Les agents de l’État peuvent déjà démissionner, à la suite d’une restructuration de leur service ou pour créer une entreprise, en bénéficiant, sous certaines conditions, d’une indemnité volontaire de départ (IVD). Rien de nouveau, donc, sinon que la mesure envisagée, dans le cadre de la suppression de 120.000 fonctionnaires, s’appliquerait à grande échelle. Un moyen efficace de diminuer la dépense publique ? Rien de moins sûr.

Le trio infernal (Gérald Darmanin, Édouard Philippe et notre Président) – depuis la Tunisie ! C’est fou, comme il aime parler de la situation de la France dans un pays étranger – l’a annoncé, le jeudi 1er février. Une longue négociation devrait maintenant s’engager pour déterminer les modalités précises de ce plan.

Mais il ne s’agit pas seulement de diminuer les effectifs et la dépense publique : l’objectif final serait de remplacer une partie des fonctionnaires par des contractuels, dont l’emploi n’est pas garanti à vie. Bref, de porter atteinte au statut de la fonction publique. Si la plupart des syndicats y sont naturellement hostiles ou, du moins, méfiants, on ne s’étonne pas des premières réactions politiques. La France insoumise dénonce une « purge », tandis que la droite estime que le gouvernement ne va pas assez loin. Excès de pessimisme d’un côté, d’optimisme de l’autre.

À y regarder de près, on s’aperçoit que les intentions du pouvoir sont confuses. À dessein ? Souhaiterait-il que les Français s’habituassent à l’idée de diminuer les effectifs de la fonction publique avant d’en dévoiler les conséquences, à supposer qu’il les eût toutes appréhendées ?

Il faut savoir, comme on le lit sur le Portail de la fonction publique – site officiel du gouvernement -, que « le statut est d’abord une protection des citoyens. En protégeant les fonctionnaires de l’arbitraire, il évite l’instrumentalisation de l’administration à des fins partisanes par un pouvoir politique quelconque. Ces principes fondamentaux […] sont fondateurs de la confiance réciproque entre l’administration publique et les citoyens et constituent, à ce titre, l’un des piliers sur lesquels repose toute société démocratique. »

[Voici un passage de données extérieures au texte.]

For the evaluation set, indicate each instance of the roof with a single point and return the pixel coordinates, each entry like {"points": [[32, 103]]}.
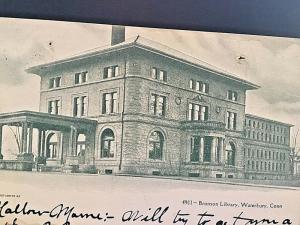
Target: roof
{"points": [[150, 46], [268, 120], [47, 121]]}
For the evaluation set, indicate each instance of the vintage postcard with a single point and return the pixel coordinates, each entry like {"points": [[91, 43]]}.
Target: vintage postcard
{"points": [[107, 124]]}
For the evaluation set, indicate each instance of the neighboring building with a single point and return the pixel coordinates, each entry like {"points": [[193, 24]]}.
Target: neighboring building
{"points": [[296, 166], [267, 148], [142, 108]]}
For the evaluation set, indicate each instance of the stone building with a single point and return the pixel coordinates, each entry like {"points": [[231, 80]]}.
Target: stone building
{"points": [[267, 148], [143, 108]]}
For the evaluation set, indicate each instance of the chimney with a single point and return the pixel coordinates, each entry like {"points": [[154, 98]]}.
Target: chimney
{"points": [[117, 34]]}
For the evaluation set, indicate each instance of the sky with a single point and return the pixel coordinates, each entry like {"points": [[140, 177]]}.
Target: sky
{"points": [[271, 62]]}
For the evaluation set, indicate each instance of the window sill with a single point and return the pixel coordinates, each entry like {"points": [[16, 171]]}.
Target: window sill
{"points": [[106, 159]]}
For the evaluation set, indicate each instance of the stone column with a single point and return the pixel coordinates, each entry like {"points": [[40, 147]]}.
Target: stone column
{"points": [[224, 153], [39, 142], [29, 150], [213, 150], [221, 150], [1, 156], [201, 150], [43, 143], [24, 137], [72, 142]]}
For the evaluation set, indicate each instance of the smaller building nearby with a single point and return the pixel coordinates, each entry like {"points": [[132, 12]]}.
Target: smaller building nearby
{"points": [[267, 148], [296, 166]]}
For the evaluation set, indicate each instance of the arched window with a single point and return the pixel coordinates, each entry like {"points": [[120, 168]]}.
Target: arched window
{"points": [[107, 144], [230, 154], [81, 145], [156, 145], [51, 150]]}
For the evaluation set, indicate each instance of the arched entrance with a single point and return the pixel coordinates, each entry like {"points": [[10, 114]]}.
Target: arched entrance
{"points": [[230, 154], [81, 148], [52, 146]]}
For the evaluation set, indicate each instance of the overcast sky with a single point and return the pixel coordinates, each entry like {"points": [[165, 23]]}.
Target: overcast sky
{"points": [[271, 62]]}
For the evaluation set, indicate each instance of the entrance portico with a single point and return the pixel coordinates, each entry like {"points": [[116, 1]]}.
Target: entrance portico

S’il exécute son projet, le gouvernement devrait se dédire et considérer que ces « principes fondamentaux » sont tout relatifs. Rien ne prouve, d’autre part, que le recours à davantage de contractuels conduirait à des économies budgétaires. Bien au contraire ! Les contractuels pourraient légitimement exiger un CDI et des salaires alignés sur ceux du privé, notamment dans les secteurs compétitifs.

Enfin, dans quelles catégories de fonctionnaires puiserait-on ? L’Éducation, les hôpitaux, la Justice, le pénitentiaire et, pour les personnels d’encadrement, l’armée ? Difficilement concevable. Sans compter que les volontaires seraient probablement les plus dynamiques, capables de se lancer dans un nouveau métier, les autres, en fin de carrière et désabusés, n’aspirant qu’à prendre leur retraite un peu plus tôt.

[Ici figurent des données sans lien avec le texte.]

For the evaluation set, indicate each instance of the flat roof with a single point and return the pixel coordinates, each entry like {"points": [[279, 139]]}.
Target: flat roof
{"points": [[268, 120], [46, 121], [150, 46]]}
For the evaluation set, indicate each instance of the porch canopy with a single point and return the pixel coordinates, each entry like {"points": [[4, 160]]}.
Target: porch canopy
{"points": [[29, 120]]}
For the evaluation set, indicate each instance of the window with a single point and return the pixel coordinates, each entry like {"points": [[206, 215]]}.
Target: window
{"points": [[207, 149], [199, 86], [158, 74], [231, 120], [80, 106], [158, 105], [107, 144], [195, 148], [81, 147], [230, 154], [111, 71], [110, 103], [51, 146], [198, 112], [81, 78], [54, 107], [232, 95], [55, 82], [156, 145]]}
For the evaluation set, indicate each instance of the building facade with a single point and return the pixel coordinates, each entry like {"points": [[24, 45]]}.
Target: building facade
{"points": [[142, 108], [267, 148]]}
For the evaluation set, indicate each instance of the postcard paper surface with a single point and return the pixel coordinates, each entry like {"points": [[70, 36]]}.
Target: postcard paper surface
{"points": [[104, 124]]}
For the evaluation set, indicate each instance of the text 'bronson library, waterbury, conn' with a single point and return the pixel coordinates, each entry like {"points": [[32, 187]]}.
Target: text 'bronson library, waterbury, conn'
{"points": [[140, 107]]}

Certes, on peut envisager que des restructurations, des mutualisations, la numérisation, les nouvelles technologies permettent, dans certains secteurs administratifs, de réduire les effectifs. On peut aussi penser qu’une modernisation du statut des fonctionnaires pourrait améliorer leur gestion et leurs performances.

Mais considérer comme une panacée la réduction du nombre de fonctionnaires, privatiser une partie de leurs tâches, voire les confier à des entreprises lucratives, ne servirait pas nécessairement les intérêts de l’État ni celui des citoyens.

À moins d’estimer que la France n’est plus la France : ce qui n’est malheureusement pas impossible, venant d’un Président qui lui préfère l’Europe et pour qui l’argent est l’alpha et l’oméga de toute action politique.